I might be tripping, but at this point, I’m pretty positive a string of ‘pleasepleaseplease’ is about all I can muster.

‘Spread those beautiful legs for me, May,’ Colt says, every vibration of his voice in his chest travelling right to mine, and let me tell you, I am happy to oblige. He lets out a satisfied hum. ‘You good?’ he murmurs, thumb stroking my cheek.

‘Yeah. Yeah, yeah.’ This time, my response is clear as day. I’m so good, actually. And I’ll be even better in about five minutes, which Colt knows, because with a kiss to my abdomen and a squeeze of my hand, he says, ‘Brace yourself.’

Whatever bracing I do isn’t enough for the feeling when he slides a finger inside me. I dig my heels into Colt’s back, a grateful moan emerging from my body, one that’s amplified when he adds a second finger – oh my . ‘Shh,’ he whispers with a teasing grin. ‘The fireflies are gonna hear you.’

I’d laugh if he doesn’t adjust his touch in some magical way that feels just right , so right that I have to tug him down to me. He finds a rhythm that my body responds to without even trying. If this is the apology, I’m more than willing to accept. I’ll take further reparations, too. Actually, I’ll probably take whatever he has.

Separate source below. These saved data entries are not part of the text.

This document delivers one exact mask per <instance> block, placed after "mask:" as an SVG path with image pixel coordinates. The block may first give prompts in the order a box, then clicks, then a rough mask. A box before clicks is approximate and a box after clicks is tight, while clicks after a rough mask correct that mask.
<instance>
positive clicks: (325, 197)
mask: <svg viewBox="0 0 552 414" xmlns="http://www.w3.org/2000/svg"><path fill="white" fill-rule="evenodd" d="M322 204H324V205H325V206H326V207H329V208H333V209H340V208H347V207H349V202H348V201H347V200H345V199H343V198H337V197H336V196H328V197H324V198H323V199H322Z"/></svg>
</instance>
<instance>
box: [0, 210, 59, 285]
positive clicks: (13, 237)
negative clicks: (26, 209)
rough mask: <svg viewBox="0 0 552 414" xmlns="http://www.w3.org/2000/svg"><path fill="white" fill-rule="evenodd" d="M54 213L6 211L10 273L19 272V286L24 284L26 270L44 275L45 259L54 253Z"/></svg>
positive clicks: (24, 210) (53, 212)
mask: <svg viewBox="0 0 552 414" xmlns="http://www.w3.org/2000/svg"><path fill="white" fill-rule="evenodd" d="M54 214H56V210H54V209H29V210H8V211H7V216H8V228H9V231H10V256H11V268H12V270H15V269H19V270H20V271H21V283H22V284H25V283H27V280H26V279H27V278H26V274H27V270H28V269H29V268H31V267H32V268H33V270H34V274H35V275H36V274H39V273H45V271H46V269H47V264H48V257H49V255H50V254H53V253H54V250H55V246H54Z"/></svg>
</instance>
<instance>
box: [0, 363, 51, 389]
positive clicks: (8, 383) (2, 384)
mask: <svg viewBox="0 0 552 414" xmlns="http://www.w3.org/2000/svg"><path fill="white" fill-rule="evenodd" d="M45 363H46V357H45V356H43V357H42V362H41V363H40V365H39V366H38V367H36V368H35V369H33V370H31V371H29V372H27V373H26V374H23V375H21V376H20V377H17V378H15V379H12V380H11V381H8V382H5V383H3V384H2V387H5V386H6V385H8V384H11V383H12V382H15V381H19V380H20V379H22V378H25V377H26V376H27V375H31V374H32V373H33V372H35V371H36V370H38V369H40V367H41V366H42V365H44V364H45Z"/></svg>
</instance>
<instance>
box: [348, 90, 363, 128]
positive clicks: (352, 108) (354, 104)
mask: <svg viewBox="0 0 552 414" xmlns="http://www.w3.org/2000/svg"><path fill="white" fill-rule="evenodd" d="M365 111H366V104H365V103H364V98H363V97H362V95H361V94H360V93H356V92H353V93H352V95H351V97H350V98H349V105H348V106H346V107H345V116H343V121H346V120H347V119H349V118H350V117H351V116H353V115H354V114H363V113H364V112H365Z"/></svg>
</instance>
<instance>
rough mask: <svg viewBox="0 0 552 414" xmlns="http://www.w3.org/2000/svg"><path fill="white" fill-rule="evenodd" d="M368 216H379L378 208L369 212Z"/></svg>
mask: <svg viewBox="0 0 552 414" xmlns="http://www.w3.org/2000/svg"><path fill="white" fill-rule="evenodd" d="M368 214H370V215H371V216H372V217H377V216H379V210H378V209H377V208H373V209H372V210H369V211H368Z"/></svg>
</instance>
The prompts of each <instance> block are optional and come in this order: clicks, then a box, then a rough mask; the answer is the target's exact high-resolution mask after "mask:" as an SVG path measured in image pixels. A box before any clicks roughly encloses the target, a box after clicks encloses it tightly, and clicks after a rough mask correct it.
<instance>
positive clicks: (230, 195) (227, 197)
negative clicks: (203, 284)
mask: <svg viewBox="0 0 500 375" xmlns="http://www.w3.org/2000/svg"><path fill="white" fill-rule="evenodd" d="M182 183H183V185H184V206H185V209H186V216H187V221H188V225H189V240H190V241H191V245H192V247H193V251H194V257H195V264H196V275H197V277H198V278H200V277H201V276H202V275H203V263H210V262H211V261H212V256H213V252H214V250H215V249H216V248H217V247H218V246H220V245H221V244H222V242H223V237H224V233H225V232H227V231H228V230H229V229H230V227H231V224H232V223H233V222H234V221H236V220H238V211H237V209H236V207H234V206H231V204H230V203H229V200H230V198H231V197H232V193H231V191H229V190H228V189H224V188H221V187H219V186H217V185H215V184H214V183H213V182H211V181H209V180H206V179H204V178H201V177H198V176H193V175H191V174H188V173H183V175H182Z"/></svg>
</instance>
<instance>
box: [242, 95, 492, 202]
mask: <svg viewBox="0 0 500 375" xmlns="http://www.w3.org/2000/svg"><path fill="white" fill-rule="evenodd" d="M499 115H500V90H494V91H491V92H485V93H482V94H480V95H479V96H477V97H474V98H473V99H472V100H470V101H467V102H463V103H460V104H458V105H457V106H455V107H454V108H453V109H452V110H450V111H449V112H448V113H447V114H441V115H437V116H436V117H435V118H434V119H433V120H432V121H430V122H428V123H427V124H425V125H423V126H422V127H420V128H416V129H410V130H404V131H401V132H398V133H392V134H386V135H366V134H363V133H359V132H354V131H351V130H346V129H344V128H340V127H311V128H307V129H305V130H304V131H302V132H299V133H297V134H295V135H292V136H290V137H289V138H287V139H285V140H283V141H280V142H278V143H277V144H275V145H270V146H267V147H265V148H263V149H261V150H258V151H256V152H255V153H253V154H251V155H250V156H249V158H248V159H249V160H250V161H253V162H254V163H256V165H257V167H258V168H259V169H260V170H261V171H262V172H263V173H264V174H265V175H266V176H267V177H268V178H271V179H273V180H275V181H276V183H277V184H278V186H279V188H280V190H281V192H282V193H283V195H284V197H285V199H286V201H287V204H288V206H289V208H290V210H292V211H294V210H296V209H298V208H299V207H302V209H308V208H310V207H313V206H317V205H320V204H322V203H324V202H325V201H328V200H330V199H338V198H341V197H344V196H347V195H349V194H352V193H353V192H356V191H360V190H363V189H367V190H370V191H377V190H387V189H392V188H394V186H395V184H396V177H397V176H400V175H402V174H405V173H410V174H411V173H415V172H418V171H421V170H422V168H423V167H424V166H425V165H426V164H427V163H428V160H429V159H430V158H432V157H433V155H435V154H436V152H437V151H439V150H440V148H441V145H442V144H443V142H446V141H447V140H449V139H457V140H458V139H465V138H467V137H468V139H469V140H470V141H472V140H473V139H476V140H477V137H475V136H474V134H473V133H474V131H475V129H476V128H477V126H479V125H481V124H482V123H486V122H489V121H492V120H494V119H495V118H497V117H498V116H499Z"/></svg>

Various combinations of ‘Colt, please,’ tumble straight from my lips. Our eyes meet dead-on. I plead he’s read my mind, and I’m proven just right when he lays a kiss on my collarbone, and then at my sternum, and then lower, until I’m practically biting down to keep from howling hard enough to scare away every firefly in Eagle Rock. My fingers are lost in Colt’s hair, and my soul feels like it finally – finally – leaves my body when relief crashes over me, the sort of fireworks I’ve never, ever felt before. My chest rises and falls with heavy breaths that only a good match can usually get out of me. Oh, May, just imagine what else this man has up his sleeve.

‘You’re so perfect,’ he mouths, lips moving against the side of my neck. ‘So perfect.’

Well. CJ Bradley definitely just apologized to me. And I’m eating up every crumb of it.

My hands creep down to the button of Colt’s jeans, and I press a kiss to his cheek. I whisper, ‘I accept your apology. I’m gonna thank you for it.’